At a quick glance of the output of:
tfdv.visualize_statistics(lhs_statistics=eval_stats, rhs_statistics=train_stats,
lhs_name='EVAL_DATASET', rhs_name='TRAIN_DATASET')
Do the stats look different?
Hi @Chris
yes, the stats do look different. I mean, at least the size of the data is obviously different.
Edit: I think, I am pretty sure I got the code right
Hi @husam
For my training data record count I get 71.2k, not 102k.
My next guess would be that there is an issue in def prepare_data_splits_from_dataframe(df):
Can you send me your code for this?
If you have more records in your training set, this would make sense why you are not getting those 2 anomalies, because the anomalies may have been included in your training data.
Hi @Chris
sure, here is the code:
def prepare_data_splits_from_dataframe(df):
'''
Splits a Pandas Dataframe into training, evaluation and serving sets.
Parameters:
df : pandas dataframe to split
Returns:
train_df: Training dataframe(70% of the entire dataset)

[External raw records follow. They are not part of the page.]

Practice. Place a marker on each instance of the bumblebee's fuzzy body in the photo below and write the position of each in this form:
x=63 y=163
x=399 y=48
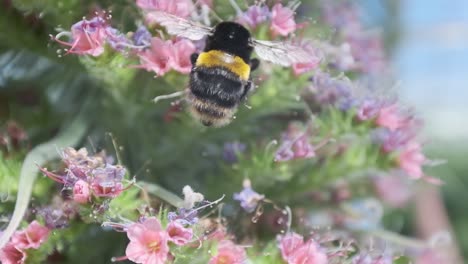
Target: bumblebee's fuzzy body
x=220 y=77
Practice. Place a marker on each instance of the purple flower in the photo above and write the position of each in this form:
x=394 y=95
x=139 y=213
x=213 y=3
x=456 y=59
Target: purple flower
x=254 y=16
x=331 y=91
x=184 y=216
x=232 y=150
x=107 y=182
x=295 y=145
x=116 y=40
x=248 y=198
x=368 y=259
x=142 y=37
x=368 y=109
x=391 y=140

eval_df: Evaluation dataframe (15% of the entire dataset)
serving_df: Serving dataframe (15% of the entire dataset, label column dropped)
'''
# 70% of records for generating the training set
train_len = int(len(df) * 0.7)
# Remaining 30% of records for generating the evaluation and serving sets
eval_serv_len = len(df) - train_len
# Half of the 30%, which makes up 15% of total records, for generating the evaluation set
eval_len = eval_serv_len // 2
# Remaining 15% of total records for generating the serving set
serv_len = eval_serv_len - eval_len
# Sample the train, validation and serving sets. We specify a random state for repeatable outcomes.
train_df = df.iloc[:train_len].sample(frac=1, random_state=48).reset_index(drop=True)
eval_df = df.iloc[train_len: train_len + eval_len].sample(frac=1, random_state=48).reset_index(drop=True)
serving_df = df.iloc[train_len + eval_len: train_len + eval_len + serv_len].sample(frac=1, random_state=48).reset_index(drop=True)
# Serving data emulates the data that would be submitted for predictions, so it should not have the label column.
serving_df = serving_df.drop(['readmitted'], axis=1)
return train_df, eval_df, serving_df
Hi @husam
That looks fine.
Based on what you have sent me, my last guess where something could have gone wrong is the first line under exercise 1:
train_stats = tfdv.generate_statistics_from_dataframe(train_df,stats_options)
Please confirm that you didn’t pass df
instead of train_df
.
You are also welcome to send me your assignment ipynb file for me to debug.
Hi @Chris
I cannot believe that I passed df
instead of train_df
. But that is it. Now all looks good. I passed the assignment.
Thanks a lot.
It’s a pleasure @husam. I’m glad we could get to the bottom of it.
I encountered the same problem with ‘No anomalies found’ output, thus failing Ex 5. Surprisingly, I passed all the rest of the exercises. Why?
The answer is in the call of tfdv.validate_statistics()
.
It apparently needs to called with the parameter names explicitly assigned, like this:
tfdv.validate_statistics(statistics=statistics, schema=schema)
do not assume
tfdv.validate_statistics(statistics, schema)
is the same, as this function call with param names omitted will result in no anomalies found.